In May 1941, the brigade was transferred to the Odessa Military District. There, it became part of the newly formed 3rd Airborne Corps at Voznesensk, and was expanded to include a headquarters, a separate communications company, a separate bicycle reconnaissance company, four airborne battalions with 546 men each, an artillery battalion, a separate anti-aircraft machine gun company, and a school for junior command personnel, for a total of 2,588 men. It was armed with twelve 45mm anti-tank guns, eighteen 50mm mortars, 288 flamethrowers, sixteen 7.62mm machine guns, and 108 Degtyaryov light machine guns.

== World War II ==
In early July, the brigade was transferred north to the Kiev area with the rest of the corps. On 15 July, it concentrated into the Dudarkovo area, organizing a circular anti-tank and anti-aircraft defense, tasked with air surveillance of the area around the Gogolev and Borispol airfields in order to prevent a German airborne attack.

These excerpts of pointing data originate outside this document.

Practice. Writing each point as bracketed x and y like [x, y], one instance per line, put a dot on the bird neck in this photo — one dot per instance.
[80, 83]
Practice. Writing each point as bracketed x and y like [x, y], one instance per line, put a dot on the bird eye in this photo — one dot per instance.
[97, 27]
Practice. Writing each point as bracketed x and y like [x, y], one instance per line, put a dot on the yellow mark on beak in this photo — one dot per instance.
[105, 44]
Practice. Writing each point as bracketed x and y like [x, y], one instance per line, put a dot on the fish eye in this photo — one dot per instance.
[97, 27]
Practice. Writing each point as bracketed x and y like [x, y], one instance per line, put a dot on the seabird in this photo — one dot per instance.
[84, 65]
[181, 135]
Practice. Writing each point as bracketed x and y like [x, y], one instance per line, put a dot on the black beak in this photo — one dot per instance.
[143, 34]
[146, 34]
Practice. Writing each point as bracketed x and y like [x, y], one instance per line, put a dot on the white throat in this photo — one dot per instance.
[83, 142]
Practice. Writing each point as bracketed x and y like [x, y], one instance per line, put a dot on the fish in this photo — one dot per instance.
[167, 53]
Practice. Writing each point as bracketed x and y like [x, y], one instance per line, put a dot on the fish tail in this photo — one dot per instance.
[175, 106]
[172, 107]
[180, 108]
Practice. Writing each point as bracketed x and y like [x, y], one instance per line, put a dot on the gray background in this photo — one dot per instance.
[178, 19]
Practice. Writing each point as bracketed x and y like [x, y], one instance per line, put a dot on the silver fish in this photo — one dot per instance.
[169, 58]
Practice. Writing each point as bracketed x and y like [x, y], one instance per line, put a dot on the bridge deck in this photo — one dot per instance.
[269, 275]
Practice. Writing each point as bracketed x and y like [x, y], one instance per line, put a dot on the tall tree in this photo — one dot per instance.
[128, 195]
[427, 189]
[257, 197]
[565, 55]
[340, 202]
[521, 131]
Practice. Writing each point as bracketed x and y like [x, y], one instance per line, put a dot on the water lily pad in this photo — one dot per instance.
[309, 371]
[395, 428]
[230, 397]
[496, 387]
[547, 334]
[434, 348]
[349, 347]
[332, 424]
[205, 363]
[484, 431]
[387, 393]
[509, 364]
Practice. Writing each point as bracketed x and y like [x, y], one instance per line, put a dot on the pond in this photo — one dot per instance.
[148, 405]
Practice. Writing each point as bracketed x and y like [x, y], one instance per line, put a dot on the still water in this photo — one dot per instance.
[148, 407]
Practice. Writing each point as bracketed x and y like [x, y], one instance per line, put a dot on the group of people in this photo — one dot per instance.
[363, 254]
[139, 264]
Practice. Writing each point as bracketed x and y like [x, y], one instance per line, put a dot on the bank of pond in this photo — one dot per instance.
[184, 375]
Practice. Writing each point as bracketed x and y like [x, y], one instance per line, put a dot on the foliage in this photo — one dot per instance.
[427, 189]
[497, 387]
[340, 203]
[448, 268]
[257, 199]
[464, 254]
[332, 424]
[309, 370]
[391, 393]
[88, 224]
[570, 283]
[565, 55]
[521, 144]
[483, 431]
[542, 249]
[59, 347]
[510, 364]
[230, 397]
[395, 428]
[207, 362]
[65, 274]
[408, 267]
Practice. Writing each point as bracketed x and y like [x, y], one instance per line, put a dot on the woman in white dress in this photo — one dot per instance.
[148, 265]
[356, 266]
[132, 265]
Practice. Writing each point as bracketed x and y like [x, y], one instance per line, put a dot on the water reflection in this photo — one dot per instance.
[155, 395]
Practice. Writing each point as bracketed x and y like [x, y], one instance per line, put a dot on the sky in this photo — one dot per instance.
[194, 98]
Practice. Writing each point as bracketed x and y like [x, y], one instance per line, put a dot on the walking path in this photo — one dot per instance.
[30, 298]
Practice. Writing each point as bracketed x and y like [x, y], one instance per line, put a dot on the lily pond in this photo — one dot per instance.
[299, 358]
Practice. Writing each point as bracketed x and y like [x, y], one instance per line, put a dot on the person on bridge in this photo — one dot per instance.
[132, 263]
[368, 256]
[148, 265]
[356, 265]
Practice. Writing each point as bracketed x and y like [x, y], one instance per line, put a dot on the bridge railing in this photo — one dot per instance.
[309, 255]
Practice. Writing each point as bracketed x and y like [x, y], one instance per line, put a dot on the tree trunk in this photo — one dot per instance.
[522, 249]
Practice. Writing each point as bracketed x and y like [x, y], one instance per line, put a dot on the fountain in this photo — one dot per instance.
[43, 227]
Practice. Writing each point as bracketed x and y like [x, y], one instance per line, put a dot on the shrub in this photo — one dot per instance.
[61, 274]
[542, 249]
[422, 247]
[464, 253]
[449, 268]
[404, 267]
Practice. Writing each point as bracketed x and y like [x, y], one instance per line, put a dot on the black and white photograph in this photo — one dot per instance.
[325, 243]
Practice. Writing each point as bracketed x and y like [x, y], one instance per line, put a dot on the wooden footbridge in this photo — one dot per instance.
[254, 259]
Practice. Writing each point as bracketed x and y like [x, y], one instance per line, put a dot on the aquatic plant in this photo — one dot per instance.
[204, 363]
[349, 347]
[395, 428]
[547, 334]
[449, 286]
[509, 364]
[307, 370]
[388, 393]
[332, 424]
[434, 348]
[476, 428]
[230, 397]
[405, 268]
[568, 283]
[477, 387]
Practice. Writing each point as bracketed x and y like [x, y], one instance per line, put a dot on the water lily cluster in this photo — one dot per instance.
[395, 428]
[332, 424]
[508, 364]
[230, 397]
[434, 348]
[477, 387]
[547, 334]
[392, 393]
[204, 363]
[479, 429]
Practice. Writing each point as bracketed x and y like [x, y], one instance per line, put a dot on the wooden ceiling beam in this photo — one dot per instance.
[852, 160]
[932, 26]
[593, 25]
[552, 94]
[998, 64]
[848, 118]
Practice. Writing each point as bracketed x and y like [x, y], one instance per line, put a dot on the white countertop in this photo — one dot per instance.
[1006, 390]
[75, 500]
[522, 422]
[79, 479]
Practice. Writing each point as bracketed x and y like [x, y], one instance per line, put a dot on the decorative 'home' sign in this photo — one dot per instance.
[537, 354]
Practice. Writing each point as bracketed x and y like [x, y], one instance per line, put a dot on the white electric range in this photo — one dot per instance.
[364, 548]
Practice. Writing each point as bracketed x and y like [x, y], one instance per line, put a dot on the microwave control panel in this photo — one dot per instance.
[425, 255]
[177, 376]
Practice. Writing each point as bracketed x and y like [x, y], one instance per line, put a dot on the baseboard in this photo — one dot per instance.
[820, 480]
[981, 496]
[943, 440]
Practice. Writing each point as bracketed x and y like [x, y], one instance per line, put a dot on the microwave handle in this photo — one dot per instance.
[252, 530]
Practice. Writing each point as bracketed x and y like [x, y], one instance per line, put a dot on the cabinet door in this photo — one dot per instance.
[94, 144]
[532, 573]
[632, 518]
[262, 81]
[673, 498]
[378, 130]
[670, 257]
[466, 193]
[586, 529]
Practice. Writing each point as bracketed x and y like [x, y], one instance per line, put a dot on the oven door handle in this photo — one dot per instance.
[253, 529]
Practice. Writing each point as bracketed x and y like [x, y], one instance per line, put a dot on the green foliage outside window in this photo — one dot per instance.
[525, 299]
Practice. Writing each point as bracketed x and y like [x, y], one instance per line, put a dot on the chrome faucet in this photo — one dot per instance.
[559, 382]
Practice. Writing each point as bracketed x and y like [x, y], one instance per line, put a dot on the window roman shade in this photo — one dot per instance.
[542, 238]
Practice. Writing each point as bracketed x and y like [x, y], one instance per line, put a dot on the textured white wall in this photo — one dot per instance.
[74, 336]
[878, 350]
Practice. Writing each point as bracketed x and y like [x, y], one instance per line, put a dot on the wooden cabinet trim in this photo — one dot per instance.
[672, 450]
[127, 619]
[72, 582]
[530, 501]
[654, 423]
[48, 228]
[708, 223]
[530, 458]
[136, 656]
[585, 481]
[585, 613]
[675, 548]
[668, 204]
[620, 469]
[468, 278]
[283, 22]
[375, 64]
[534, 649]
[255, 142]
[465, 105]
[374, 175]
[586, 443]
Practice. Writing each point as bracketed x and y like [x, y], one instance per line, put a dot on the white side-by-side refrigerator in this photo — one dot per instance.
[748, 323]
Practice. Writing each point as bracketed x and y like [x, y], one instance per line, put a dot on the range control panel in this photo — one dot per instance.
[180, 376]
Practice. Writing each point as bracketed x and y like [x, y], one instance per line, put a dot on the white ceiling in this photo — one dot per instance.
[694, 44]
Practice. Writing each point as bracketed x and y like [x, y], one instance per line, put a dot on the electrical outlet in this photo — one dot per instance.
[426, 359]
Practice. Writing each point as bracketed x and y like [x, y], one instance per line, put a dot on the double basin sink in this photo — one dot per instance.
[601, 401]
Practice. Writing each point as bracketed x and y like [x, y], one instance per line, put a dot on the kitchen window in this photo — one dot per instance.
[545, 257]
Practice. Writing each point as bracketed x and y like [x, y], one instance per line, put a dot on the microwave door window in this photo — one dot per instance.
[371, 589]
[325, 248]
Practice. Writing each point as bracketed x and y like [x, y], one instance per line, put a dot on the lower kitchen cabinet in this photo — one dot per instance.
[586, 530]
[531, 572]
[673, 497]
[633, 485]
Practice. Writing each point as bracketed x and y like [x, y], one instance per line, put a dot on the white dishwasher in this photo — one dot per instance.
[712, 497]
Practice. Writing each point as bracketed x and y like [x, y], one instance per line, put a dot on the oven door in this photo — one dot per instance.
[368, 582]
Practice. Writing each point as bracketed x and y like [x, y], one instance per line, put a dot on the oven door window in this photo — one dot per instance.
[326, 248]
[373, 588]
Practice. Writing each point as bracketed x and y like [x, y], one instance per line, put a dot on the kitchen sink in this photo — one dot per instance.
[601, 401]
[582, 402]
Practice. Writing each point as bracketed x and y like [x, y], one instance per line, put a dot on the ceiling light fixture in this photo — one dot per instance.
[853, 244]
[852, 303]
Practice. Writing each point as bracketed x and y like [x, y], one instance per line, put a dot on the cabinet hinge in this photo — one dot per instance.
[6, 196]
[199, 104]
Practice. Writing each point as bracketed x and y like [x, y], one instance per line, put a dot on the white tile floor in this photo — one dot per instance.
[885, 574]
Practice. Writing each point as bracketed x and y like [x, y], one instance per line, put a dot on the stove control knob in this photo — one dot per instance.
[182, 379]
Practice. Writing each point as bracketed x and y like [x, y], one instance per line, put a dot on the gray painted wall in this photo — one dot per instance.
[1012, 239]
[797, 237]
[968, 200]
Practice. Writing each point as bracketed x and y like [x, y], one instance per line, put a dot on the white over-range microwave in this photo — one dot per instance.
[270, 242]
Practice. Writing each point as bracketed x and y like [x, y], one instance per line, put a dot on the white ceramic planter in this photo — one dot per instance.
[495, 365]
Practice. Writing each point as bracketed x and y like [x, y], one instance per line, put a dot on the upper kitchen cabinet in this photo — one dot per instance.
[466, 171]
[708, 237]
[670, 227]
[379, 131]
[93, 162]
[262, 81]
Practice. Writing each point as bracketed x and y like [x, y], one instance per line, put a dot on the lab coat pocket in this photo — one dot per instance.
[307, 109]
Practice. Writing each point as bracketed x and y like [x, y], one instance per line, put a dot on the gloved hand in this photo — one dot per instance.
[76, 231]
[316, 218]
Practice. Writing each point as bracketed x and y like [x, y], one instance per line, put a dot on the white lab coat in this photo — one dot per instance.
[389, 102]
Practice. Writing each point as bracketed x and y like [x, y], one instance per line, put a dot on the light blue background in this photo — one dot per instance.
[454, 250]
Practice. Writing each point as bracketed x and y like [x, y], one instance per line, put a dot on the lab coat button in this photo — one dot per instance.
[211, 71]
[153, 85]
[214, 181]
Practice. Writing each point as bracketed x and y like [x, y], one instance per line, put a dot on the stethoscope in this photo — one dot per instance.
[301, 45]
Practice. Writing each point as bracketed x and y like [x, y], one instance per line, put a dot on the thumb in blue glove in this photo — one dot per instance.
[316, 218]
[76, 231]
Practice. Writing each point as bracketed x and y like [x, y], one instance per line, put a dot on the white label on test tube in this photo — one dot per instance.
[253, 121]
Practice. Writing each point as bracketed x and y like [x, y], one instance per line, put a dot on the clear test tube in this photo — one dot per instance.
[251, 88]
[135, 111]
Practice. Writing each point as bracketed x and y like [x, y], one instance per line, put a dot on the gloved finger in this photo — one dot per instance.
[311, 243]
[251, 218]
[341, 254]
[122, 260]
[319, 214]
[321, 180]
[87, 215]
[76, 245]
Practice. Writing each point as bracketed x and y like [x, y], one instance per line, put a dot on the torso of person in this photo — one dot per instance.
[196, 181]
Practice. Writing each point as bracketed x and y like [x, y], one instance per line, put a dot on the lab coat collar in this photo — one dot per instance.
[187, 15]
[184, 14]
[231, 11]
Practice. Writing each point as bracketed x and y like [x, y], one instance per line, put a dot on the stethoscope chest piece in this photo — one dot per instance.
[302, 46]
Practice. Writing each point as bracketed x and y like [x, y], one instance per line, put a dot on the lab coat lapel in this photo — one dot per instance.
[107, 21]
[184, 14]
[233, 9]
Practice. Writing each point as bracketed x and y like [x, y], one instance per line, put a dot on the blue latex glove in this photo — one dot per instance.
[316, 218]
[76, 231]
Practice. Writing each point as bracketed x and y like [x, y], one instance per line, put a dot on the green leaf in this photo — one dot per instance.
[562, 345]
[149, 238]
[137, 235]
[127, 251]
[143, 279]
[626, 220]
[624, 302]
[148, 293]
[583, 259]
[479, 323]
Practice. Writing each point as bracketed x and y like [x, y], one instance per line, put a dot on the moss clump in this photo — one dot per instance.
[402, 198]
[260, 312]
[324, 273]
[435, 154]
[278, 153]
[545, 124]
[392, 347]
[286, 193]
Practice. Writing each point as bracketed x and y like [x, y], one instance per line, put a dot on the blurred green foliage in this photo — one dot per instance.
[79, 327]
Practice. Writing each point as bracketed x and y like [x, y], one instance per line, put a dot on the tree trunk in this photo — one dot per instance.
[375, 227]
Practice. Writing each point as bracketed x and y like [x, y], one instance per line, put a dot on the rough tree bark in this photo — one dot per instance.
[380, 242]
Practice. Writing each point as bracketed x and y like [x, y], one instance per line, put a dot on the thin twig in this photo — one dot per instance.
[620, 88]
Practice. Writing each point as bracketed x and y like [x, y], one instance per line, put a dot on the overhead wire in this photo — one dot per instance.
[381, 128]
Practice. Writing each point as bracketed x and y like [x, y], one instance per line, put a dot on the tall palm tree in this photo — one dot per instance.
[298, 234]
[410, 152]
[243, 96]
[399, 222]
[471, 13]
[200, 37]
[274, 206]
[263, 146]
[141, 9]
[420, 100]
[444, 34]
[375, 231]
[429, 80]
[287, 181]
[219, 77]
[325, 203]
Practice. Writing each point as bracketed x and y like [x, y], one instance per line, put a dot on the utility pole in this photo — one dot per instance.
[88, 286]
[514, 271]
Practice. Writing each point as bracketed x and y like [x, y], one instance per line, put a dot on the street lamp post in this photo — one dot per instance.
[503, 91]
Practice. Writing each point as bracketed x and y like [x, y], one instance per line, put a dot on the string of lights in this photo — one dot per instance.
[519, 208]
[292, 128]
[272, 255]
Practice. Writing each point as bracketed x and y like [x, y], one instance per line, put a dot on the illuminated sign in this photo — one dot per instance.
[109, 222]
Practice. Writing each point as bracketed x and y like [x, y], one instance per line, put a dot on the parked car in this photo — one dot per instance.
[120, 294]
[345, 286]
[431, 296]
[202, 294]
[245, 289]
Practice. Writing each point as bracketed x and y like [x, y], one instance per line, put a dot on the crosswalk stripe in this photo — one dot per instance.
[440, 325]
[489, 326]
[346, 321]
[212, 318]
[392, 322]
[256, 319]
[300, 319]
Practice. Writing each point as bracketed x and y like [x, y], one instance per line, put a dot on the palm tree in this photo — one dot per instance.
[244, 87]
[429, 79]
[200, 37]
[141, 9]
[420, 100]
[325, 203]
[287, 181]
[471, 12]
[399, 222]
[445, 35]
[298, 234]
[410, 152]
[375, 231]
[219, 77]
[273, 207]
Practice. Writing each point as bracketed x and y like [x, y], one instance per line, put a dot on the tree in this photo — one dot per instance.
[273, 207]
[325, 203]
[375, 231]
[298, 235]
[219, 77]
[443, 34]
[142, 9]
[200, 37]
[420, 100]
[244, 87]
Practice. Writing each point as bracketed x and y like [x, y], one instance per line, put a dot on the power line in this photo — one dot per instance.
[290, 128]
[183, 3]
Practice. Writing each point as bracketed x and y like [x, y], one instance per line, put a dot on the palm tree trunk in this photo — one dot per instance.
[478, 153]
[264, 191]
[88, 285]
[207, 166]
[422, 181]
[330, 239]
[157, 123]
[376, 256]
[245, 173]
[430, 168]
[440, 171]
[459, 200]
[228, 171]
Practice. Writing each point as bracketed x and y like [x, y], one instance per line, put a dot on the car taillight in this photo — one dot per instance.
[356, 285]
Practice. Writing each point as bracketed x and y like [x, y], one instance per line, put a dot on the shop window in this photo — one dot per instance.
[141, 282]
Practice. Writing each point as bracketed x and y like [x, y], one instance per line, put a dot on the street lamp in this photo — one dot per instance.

From early August, the brigade fought with the corps in the Battle of Kiev. A battalion from the 212th entered combat on 6 August and was joined by the rest of the brigade on the morning of 7 August. A squad leader of the 212th, Sergeant Yakov Vatomov, became one of the first airborne Heroes of the Soviet Union of the war for leading his platoon in an attack. The brigade was temporarily detached to the Kiev Fortified Region for the defense, and on 21 August, when the troops defending the city in the northern sector began retreating to the Dnieper, it was pulled out and rejoined the corps in the Vortnichi Forest near Brovary. On 23 August, German troops captured the Okunevo bridge and began advancing east, threatening the capture of Oster, a key rear base north of Kiev. The brigade was transferred to Oster to hold the city and on 24 August was given responsibility for the defense of the line of Beliki, Oster, and Vypolzovo. By the morning of 25 August, it was to be reinforced with a rifle regiment and artillery battalion from the 165th Rifle Division, and a flotilla company. For five days the brigade defended Oster, preventing German troops from crossing the Desna River. On 28 August, the brigade and its corps were withdrawn into Southwestern Front reserve.

In early September, Colonel Viktor Zholudev took command of the brigade. On 7 September, German troops attempted to cross the Seym but were repulsed. For actions in early September, rifleman Red Army man Nikolay Obukhov was also made a Hero of the Soviet Union. German troops crossed the river on 9 September under cover of a five-hour long artillery and aerial bombardment. Under heavy pressure, the Soviet troops withdrew into the Lizogubovsky forest. The remnants of the 212th raided German supply depots and other targets in the German rear. On 17 September, they were ordered to break out and linked up with the right flank of the 40th Army on 29 September. During these actions, Zholudev was seriously wounded.

On 1 November, the brigade was still part of the corps, assigned to the Southwestern Front's 40th Army. On 6 November, while defending positions near Kursk, the corps and its brigades were reorganized into the 87th Rifle Division. The 212th Brigade became the 283rd Rifle Regiment of the new division. Later that month, in the North Caucasus Military District at Yeysk and later Yessentuki, the 3rd Airborne Corps was reformed, including the 212th Brigade. In May, as a result of renewed German advances, the corps was converted into the 33rd Guards Rifle Division, and the brigade reorganized into the 91st Guards Rifle Regiment.